October 19th, 2010 Posted by Esther Inglis-Arkell

I read over David’s Gamble a Stamp 2 a while ago, and came across a sentence that brought me up short.  Re-reading it today, I have the same problem with the same sentence.  That sentence?

At the heart of almost every hero is that directive: “save us.”

There are a lot of different kinds of superhero comics, especially now, when everyone is looking for a fresh take on the same concept.  A lot of comics focus on a lot of things.  Reading them, however, the impression I get from the books has never been, “save us.”  That’s backwards.  The directive at the heart of every comic is this: “I can save you.”  It’s not altruism, it’s egotism.

I remember seeing a documentary about comics in which Siegel and Shuster talked about the inspiration for creating Superman.  They talked about the adventures or the heroism, but mostly they talked about how they daydreamed about how some guy who was a total loser in life turned out to secretly be the most fantastic guy ever.  The insults of everyday life didn’t matter, because they were all part of a game he was playing as one identity.  As the other, he didn’t just kick around thugs, he went after evil businessmen, crooked senators, and Hitler.  And he defeated them all.  Easily.  Superman’s entire selling point was this; “Give me enough power and put me in charge, and I will fix everything.”  Haven’t we all felt that way?

As times changed, and problems became more difficult, Superman was joined by Spider-Man.  Things weren’t as easy for him.  While Superman’s rotten civilian life was part of a game, Spider-Man’s personal defeats were real.  He suffered.  But he suffered because he chose to use his power to put things in order.  Spider-Man comics acknowledged a personal cost, but it was a personal cost which lead to victories.

The defeat of evil isn’t really a goal in superhero comics.  It’s a means to an end.  This guy is kicking and punching people.  This kid is off having adventures instead of going to school.  This woman is ditching her boyfriend to run off into the night and prowl.  Oh, they don’t want to.  Who would want to do such a thing?  They have to.  Because they must fight evil.

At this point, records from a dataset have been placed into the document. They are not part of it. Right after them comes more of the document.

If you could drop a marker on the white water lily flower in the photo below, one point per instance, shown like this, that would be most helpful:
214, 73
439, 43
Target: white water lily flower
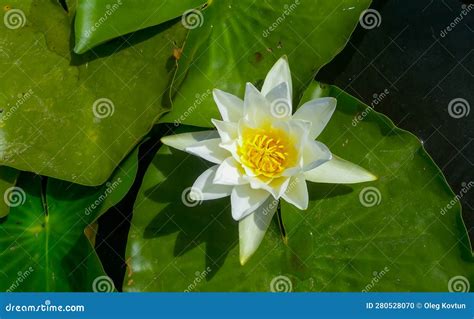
263, 153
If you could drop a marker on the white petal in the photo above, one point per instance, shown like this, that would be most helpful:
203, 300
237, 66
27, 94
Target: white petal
280, 102
181, 141
339, 171
206, 189
297, 192
209, 150
245, 200
279, 73
228, 131
229, 173
256, 106
319, 112
315, 154
277, 186
252, 228
230, 106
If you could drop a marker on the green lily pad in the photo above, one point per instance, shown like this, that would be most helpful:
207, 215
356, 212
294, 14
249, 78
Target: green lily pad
76, 117
388, 235
240, 40
8, 178
98, 21
43, 246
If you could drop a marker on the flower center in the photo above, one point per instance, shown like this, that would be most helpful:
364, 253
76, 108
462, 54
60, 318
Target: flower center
266, 152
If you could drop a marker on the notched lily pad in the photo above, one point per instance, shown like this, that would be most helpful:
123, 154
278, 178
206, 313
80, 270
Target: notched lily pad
76, 117
98, 21
388, 235
43, 244
239, 41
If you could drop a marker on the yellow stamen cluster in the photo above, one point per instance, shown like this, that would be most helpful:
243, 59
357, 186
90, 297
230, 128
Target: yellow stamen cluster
266, 152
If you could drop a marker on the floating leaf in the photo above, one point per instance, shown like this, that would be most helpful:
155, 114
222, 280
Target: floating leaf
239, 41
98, 21
388, 235
76, 117
8, 178
43, 246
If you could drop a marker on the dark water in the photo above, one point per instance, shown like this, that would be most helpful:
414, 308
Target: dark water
423, 69
422, 72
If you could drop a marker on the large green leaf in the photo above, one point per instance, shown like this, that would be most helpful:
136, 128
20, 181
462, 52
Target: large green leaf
388, 235
43, 246
8, 178
76, 117
98, 21
240, 40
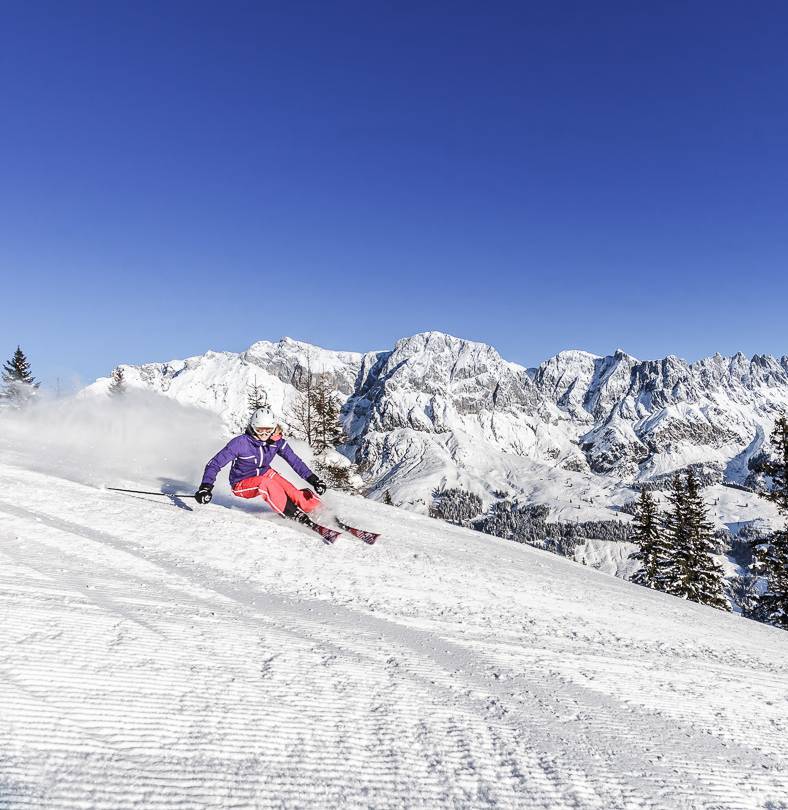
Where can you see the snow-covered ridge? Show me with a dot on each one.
(436, 410)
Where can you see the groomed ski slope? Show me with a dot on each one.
(156, 657)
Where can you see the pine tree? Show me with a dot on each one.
(316, 415)
(256, 397)
(649, 536)
(704, 579)
(301, 416)
(771, 558)
(117, 386)
(19, 384)
(328, 431)
(675, 564)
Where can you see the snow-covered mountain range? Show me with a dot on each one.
(439, 411)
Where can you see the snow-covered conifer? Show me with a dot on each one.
(771, 557)
(649, 535)
(19, 385)
(117, 386)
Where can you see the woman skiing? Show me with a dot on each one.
(251, 475)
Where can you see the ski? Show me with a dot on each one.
(329, 535)
(368, 537)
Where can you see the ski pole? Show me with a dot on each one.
(145, 492)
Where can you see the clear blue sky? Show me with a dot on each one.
(177, 177)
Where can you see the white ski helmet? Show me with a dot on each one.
(263, 418)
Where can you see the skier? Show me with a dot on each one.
(251, 454)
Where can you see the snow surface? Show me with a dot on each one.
(157, 654)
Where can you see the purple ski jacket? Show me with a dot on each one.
(251, 456)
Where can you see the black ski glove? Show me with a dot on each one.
(317, 484)
(203, 494)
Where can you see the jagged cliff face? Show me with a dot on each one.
(647, 417)
(438, 410)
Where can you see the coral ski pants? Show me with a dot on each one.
(274, 489)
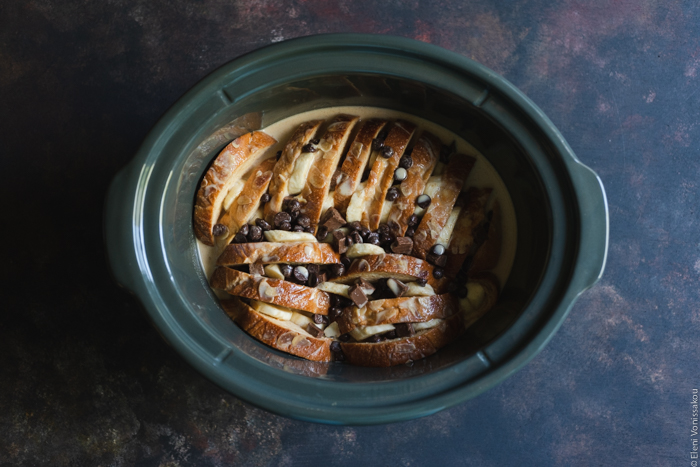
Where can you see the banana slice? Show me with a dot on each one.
(364, 249)
(301, 172)
(285, 236)
(333, 287)
(274, 271)
(332, 330)
(275, 311)
(427, 325)
(415, 290)
(363, 332)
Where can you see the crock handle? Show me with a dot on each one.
(595, 226)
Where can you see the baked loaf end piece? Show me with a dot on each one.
(231, 163)
(399, 351)
(281, 335)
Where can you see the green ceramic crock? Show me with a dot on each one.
(560, 206)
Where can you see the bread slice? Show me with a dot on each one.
(281, 335)
(398, 310)
(425, 156)
(401, 267)
(265, 289)
(355, 162)
(248, 201)
(272, 253)
(325, 163)
(285, 167)
(471, 217)
(230, 165)
(482, 295)
(399, 351)
(438, 212)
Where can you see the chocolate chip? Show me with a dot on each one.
(257, 268)
(462, 292)
(403, 329)
(254, 233)
(219, 230)
(406, 162)
(263, 224)
(287, 270)
(402, 246)
(423, 201)
(372, 238)
(337, 270)
(400, 174)
(301, 273)
(392, 194)
(322, 233)
(332, 219)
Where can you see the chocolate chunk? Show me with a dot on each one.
(263, 224)
(313, 330)
(357, 295)
(400, 174)
(322, 233)
(403, 329)
(287, 270)
(372, 238)
(423, 201)
(257, 268)
(219, 230)
(281, 218)
(337, 270)
(402, 246)
(254, 233)
(332, 219)
(397, 287)
(301, 274)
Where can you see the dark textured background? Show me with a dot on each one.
(85, 380)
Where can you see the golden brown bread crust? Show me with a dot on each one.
(381, 177)
(438, 212)
(231, 163)
(325, 163)
(248, 201)
(425, 156)
(399, 351)
(285, 167)
(470, 219)
(281, 335)
(355, 162)
(276, 291)
(272, 253)
(402, 267)
(398, 310)
(486, 257)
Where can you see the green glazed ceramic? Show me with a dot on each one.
(560, 207)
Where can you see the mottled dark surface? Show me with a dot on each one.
(85, 380)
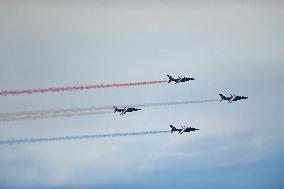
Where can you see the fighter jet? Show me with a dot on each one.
(232, 98)
(124, 110)
(183, 129)
(179, 79)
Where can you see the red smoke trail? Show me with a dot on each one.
(76, 88)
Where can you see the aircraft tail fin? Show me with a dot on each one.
(173, 128)
(114, 109)
(170, 78)
(222, 97)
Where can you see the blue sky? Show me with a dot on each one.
(228, 46)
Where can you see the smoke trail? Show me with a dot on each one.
(76, 88)
(43, 114)
(32, 117)
(69, 138)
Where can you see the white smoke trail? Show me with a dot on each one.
(32, 117)
(43, 114)
(81, 137)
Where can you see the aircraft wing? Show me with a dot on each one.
(182, 130)
(232, 99)
(124, 111)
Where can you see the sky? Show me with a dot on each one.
(227, 46)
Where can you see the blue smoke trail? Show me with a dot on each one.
(67, 138)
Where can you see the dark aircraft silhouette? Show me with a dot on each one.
(124, 110)
(232, 98)
(183, 129)
(179, 79)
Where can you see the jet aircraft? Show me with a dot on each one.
(183, 129)
(179, 79)
(124, 110)
(232, 98)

There are few comic books that don’t follow this principle.  Even the ‘darker’ books, which make fun of the supposed ‘supers,’ and have amoral characters, have those characters fight unsympathetic people.  Sometimes they’re anonymous annoyances, sometimes they’re evil characters with respectable faces, but almost always they have forced, *forced*, the heroes out of the peaceful life they once had and made them go on these perilous adventures.

In this way, the sexuality of comics – also discussed in the that entry – makes sense.  Oh no!  I have to go through an orgy!  Oh no!  The costume of the Pink Lanterns (come on.  they’re pink.) forces my girlfriend (or me) to show of her (or my) absolutely perfect body!  Why, oh why, is this happening?

I’m not saying this is a terrible thing.  A little ego boost, a little identification, is pretty fun.  And these concepts do allow creators to tell wonderful stories that often have intelligent points and emotional depth. 

But no one reading them needs to be saved.  If you have the time to follow the plot of these stories, the access to them, and the money to buy them, you are already saved compared to a huge chunk of the rest of the world.  You are one of the most saved people on earth.  You don’t read them to be saved.  You read them because  you want to be the saviour.